WILLIAMSTOWN -- Seldom, if ever, do Neil Diamond and Noel Coward appear in the same sentence. Surely it is not difficult to understand that there is a reason for this.
And yet director Maria Mileaf sets her production of "Blithe Spirit" for the Williamstown Theatre Festival in 1973, so sound designer Fitz Patton obligingly supplies scene-changing snippets of "Sweet Caroline," "Cherry Cherry," and other time-capsule tunes. The songs make perfect sense with Neil Patel's sets and Katherine Roth's costumes, which feature mod pantsuits and miniskirts, Op Art upholstery, and sideburns to rival Micky Dolenz's, but they make almost no sense at all with the martini-fueled banter of Coward's supernaturally silly farce.
What's remarkable, then, is that the production works as well as it does -- partly because it's hard to flatten this play, and partly because Wendie Malick, as the middling medium who unleashes comic chaos by bringing a curious novelist's deceased wife back from Beyond, is an antic, eccentric, and unstoppable force of nature. In fact, the only acceptable explanation for the mod setting would be that no one could resist the sight of Malick's Madame Arcati cavorting wildly in a suspendered purple bell-bottom getup that is truly from another world.
Of course, Mileaf may also want to remind us that the 1960s-70s mood is now as much of a period piece as Coward's 1930s and '40s.
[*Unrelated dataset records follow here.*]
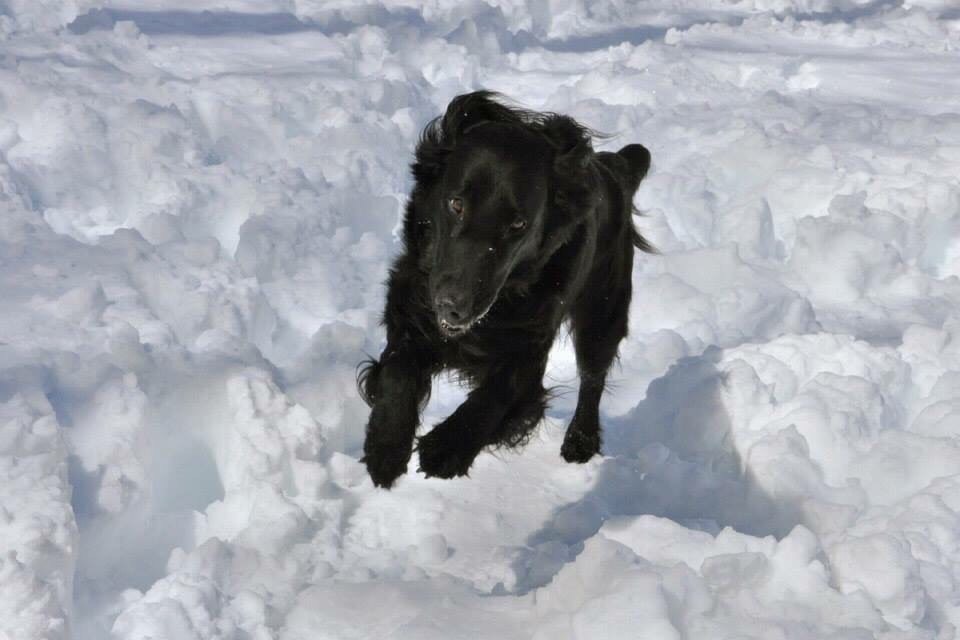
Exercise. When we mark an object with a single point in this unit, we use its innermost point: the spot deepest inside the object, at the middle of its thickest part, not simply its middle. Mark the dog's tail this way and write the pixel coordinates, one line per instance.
(637, 159)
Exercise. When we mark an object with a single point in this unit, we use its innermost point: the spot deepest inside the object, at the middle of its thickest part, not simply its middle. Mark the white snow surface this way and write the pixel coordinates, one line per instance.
(198, 204)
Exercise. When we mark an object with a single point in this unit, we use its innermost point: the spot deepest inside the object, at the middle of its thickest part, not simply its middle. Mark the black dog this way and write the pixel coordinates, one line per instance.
(514, 225)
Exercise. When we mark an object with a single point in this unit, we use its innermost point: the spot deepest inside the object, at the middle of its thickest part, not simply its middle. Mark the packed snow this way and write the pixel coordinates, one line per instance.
(198, 204)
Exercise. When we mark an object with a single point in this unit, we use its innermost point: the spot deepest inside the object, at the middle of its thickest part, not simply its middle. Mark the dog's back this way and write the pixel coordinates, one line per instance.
(515, 224)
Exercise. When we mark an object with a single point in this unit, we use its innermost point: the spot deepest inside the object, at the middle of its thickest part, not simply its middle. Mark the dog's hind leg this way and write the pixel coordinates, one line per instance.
(599, 324)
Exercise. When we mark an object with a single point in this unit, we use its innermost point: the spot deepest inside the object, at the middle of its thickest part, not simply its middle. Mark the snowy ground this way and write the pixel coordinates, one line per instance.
(196, 213)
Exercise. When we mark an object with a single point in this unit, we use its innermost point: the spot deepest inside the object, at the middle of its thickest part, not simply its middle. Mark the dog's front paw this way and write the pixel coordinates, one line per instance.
(446, 452)
(579, 445)
(385, 462)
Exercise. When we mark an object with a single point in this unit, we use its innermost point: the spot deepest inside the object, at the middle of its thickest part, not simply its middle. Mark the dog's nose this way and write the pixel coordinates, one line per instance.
(450, 309)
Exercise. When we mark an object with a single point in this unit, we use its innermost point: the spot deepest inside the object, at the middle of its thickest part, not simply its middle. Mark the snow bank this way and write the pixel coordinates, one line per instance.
(199, 203)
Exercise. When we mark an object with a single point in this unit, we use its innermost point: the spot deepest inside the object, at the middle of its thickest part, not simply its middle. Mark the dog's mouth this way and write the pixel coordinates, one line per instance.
(450, 330)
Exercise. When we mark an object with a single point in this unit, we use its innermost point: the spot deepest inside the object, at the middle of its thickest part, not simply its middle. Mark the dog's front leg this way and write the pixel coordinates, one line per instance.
(397, 385)
(451, 447)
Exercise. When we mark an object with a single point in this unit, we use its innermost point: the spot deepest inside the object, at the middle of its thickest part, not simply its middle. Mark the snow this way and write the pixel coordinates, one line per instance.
(198, 204)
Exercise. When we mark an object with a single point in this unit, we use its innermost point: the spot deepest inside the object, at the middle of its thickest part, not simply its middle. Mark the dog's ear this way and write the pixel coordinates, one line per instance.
(572, 142)
(470, 109)
(441, 134)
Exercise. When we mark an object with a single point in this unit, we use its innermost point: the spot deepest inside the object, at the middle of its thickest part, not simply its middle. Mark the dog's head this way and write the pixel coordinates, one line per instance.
(496, 190)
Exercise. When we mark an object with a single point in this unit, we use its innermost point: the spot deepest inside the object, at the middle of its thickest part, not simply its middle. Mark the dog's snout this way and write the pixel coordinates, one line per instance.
(450, 308)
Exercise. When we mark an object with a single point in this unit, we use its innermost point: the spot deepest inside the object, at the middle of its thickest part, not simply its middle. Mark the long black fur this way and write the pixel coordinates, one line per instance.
(514, 226)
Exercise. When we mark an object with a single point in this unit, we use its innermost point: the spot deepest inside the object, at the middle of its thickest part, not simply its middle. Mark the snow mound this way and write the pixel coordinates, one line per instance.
(198, 204)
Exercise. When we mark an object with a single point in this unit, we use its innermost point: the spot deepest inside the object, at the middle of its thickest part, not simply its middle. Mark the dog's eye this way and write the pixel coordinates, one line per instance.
(518, 225)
True enough, and it's amusing to see the decade's excesses -- those headbands! those medallions! -- re-created in as much loving detail as a Fortuny gown or a smoking jacket. But the mods' essential wackiness, their gleeful indulgence in wild patterns and garish colors, seems antithetical to Coward's dry and elegant wit.
The chief victim of this approach is Bernard White, a generally capable and refined actor who here must play Charles Condomine, the novelist and Coward stand-in, with scruffy hair and turtlenecks. (Under his dinner jacket, he sports a ruffled tuxedo shirt -- Sir Noel must be spinning.) The mellow vibe infests his performance, too; this Charles seems more likely to take a joint than a cocktail, and the stoner persona drains the sparkle out of his scenes.
Jessica Hecht, as Charles's current wife, Ruth, fares better, with an upper-class drawl and slouch that disintegrate hilariously into two-fisted drinking and chain-smoking as the spirit world invades her own. Kate Jennings Grant is a bright young thing as the late Elvira -- maybe too bright, but then she is supposed to be blithe. And Jenn Harris makes the most of Edith, the awkward, inept, and ridiculously speedwalking maid.
Mostly, though, this is Malick's show. And if her Madame Arcati is not the iconic one -- she's harder-edged, less fluttery, more of a weirdly charismatic shaman than an endearingly dotty mystic -- Malick takes her physical comedy so far over the top that you can't help laughing. She swoops and swirls and launches into unlikely, fleeting yoga poses, then perches tomboyishly on the sofa and unleashes a throaty laugh. This Madame Arcati may get in over her head, but that's because she's a woman who's never afraid to dive into the deep end.
When she's offstage, things too often deflate. And the final scene, which is tricky for any actor to pull off, completely sags. Condomine's farewell to wives and home bears all the earmarks of a "let's-get-this-over-with-and-head-for-the-bar" mood on the part of its creator, and White can't make it fly. To carry off the kind of brittle flippancy that Coward seemed to want, you're better off tipsy than stoned.